Sento il mio corpo liquido, senza sartiame,

e assoluto,

quasi una lacrima che scivola sui polpastrelli del mare

mentre il sole dipinge il suo raggio

con cui mi trafigge

 

e mi ritrovo sposo senza promessa e senza vestito

 

un albatro di bruma che si tende oltre l’onda, dove i ricordi non sono ancora nati e gli occhi tacciono,

mentre le dita predicono un’eco della mia terra.

Critica in semiotica estetica della Poesia “Cristo con violino” di Davide Rocco Colacrai

 

La bellezza, poietica ed estatica, del verso del Colacrai, in un coacervo di sinestesie dalla figuralità indomita, accompagna la sacertà dell’inaudito umano dolore, legato ad una, seppur stessa, infausta e disconosciuta finitudine, alla libertà della consustanziazione al tutto, alla connaturazione sponsale al grembo materno delle acque marine, nelle sfumature più dolci e struggenti del superamento dell’individuazione, oltre il confine identitario. L’amara condanna ad un perpetuo esilio dell’uomo dalla casa del senso diviene la catarsi di una commozione universale per questo trascendimento: la dimensione antitetica si scioglie, in infinità e libertà naufraga l’eco della dimensione indicale del desiderio ignorato.

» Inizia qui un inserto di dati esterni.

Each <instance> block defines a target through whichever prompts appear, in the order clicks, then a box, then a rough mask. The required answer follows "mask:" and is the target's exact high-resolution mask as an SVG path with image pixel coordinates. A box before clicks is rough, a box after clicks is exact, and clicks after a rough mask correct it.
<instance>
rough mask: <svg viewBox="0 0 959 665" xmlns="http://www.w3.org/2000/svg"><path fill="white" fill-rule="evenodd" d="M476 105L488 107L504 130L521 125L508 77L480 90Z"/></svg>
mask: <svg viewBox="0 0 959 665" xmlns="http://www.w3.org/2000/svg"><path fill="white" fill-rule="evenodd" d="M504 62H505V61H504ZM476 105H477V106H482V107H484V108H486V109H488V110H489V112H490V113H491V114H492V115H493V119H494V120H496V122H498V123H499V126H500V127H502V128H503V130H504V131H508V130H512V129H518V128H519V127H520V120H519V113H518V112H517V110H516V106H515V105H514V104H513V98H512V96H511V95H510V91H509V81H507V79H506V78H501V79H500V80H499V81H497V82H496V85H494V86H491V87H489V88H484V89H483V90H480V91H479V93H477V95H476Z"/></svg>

C’era una volta una figlia, c’era una volta una madre

(a Marcella, dedicata)

 

I am my mother’s savage daughter
the one who runs barefoot
cursing sharp stones
I am my mother’s savage daughter
I will not cut my hair
I will not lower my voice

 

E stretta nel suo grembiule dalle troppe stagioni

contro le quali premeva la parola

quasi fosse uno di quei fiori che insistono a fare compagnia ai morti che nessuno piange

la vedevo muoversi con le ombre della casa

nel loro moltiplicarsi, sfaldarsi e diventare tutt’uno con il buio della sera

in attesa che facesse capolino il respiro di mio padre

con cui si congelava la vita in ogni gesto

e faceva allontanare di là dalla porta l’ultimo pensiero di felicità

e con esso persino Dio –

 

le ore avevano un peso specifico che la soffocava

nel loro essere una clessidra senza stupore con cui attraversare i giorni

e misurare passo dopo passo quel perimetro

all’interno del quale tra un chiodo e l’altro una distrazione maturata come destino

doveva svolgersi, le promesse senza figli

a diventare una seconda pelle al di qua dei sogni

mentre da fuori la sorprendevano l’eco dei bambini che rincorrevano una palla

e il richiamo lontano di un cane

 

gli anziani a riposare, come l’affetto dopo la guerra, nel cortile.

 

Ricordo il rumore asciutto e incandescente della mano di mio padre

deformata in un pugno, il silenzio di mia madre a trasalire

prima di frantumarsi in ogni stanza, il vuoto

che nevicava dopo.

 

E stretta nel grembiule, storta nel suo asse di cenere, il dolore velato negli occhi

ricordo che mi sorrideva, senza eco come un angelo, ancora.

 

​

 

Sono la figlia selvaggia di mia madre / colei che corre a piedi nudi /maledicendo le pietre taglienti /sono la figlia selvaggia di mia madre / non mi taglierò i capelli / non abbasserò la voce

Critica in semiotica estetica della Poesia “C’era una volta una figlia, c’era una volta una madre”

di Davide Rocco Colacrai

 

La parola corrente del Colacrai attraversa un vasto sfoglio di profonde metafore, a tentare l’impossibile catarsi di un dolore ineffabile lungo le inarrestabili maschere formali, mentre i sensi partecipano vessati e leniti insieme alle reificanti sinestesie. E mentre tutto diviene e trasfigura solo il sorriso di una madre, finanche nella sofferenza, resta in essere, primo di luce, sacertà senza eco, senza analogie, senza tempo.